Et, dans l’Hexagone, la dette d’Altice France s’élève à 24 milliards d’euros : c’est cette dernière qui fait en ce moment l’objet d’une restructuration, dont tous les experts s’accordent à dire qu’elle sort de l’ordinaire. « Cela fait vingt ans que je suis dans la partie, je n’ai jamais vu un niveau de dette pareil, assure un avocat parisien spécialisé en restructuring. C’est le syndrome du « too big to fail » : pendant des années, les banquiers ont prêté à Drahi, en partant du principe que s’ils arrêtaient de remettre au pot l’édifice s’écroulerait et qu’ils ne reverraient jamais la couleur de leur argent ! »
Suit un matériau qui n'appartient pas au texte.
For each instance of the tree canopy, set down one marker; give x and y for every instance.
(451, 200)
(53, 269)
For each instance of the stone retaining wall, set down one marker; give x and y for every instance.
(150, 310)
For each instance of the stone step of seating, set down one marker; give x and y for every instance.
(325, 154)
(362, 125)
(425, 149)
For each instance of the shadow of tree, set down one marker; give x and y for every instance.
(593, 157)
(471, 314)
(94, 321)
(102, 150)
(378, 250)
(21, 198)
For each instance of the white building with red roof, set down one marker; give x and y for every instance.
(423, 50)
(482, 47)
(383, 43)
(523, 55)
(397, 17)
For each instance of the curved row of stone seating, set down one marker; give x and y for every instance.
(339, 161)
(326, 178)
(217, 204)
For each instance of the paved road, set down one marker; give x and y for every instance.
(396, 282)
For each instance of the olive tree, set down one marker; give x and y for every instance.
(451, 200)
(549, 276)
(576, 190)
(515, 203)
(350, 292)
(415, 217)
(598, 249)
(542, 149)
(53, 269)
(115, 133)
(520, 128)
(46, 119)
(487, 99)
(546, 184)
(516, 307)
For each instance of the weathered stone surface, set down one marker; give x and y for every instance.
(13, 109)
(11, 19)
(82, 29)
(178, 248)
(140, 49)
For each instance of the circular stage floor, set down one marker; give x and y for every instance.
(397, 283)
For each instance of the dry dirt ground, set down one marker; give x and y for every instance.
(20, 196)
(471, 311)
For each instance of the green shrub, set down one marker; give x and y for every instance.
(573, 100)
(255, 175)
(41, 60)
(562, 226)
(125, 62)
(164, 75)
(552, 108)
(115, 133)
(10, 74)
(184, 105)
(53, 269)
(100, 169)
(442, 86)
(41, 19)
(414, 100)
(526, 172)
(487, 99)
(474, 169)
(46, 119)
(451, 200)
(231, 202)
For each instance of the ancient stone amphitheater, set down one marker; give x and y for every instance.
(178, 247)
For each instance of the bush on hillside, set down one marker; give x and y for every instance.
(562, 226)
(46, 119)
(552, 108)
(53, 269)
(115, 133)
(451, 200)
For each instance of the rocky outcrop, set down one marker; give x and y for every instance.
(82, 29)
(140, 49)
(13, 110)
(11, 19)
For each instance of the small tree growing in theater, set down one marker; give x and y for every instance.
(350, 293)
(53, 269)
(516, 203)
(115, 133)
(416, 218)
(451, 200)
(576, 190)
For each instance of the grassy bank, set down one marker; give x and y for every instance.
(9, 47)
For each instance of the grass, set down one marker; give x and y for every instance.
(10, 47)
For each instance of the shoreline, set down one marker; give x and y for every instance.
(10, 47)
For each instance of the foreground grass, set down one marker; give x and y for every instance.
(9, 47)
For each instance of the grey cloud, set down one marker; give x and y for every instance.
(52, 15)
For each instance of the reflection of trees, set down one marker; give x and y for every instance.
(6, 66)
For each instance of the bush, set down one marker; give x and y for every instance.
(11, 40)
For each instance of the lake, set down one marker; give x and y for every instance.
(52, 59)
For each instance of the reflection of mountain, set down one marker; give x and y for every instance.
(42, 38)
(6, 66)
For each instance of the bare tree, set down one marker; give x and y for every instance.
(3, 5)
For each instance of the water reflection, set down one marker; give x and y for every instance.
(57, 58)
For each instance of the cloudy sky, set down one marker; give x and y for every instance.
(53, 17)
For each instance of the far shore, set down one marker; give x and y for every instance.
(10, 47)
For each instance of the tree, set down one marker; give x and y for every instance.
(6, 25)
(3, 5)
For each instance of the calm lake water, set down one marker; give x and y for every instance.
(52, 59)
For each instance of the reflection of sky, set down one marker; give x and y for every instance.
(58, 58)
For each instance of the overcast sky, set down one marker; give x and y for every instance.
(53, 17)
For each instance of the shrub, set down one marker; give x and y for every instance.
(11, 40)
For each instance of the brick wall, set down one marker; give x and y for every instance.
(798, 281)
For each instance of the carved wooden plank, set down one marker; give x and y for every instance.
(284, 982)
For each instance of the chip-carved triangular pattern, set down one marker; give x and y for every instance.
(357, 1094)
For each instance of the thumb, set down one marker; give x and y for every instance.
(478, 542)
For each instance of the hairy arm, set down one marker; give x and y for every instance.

Pour comprendre comment on en est arrivé là, il faut remonter aux origines de la fortune de Patrick Drahi (5,4 milliards d’euros selon les estimations du magazine Forbes en juillet 2024). Son histoire officielle a tout du conte sur papier glacé : une enfance modeste mais heureuse, inondée par la lumière de Casablanca, au Maroc, où il est né en 1963 ; un talent inné pour les chiffres (on raconte qu’il corrigeait les copies de ses parents profs de maths quand il était gamin) ; le départ pour la France ; l’entrée à la prestigieuse École polytechnique ; puis la réussite, foudroyante…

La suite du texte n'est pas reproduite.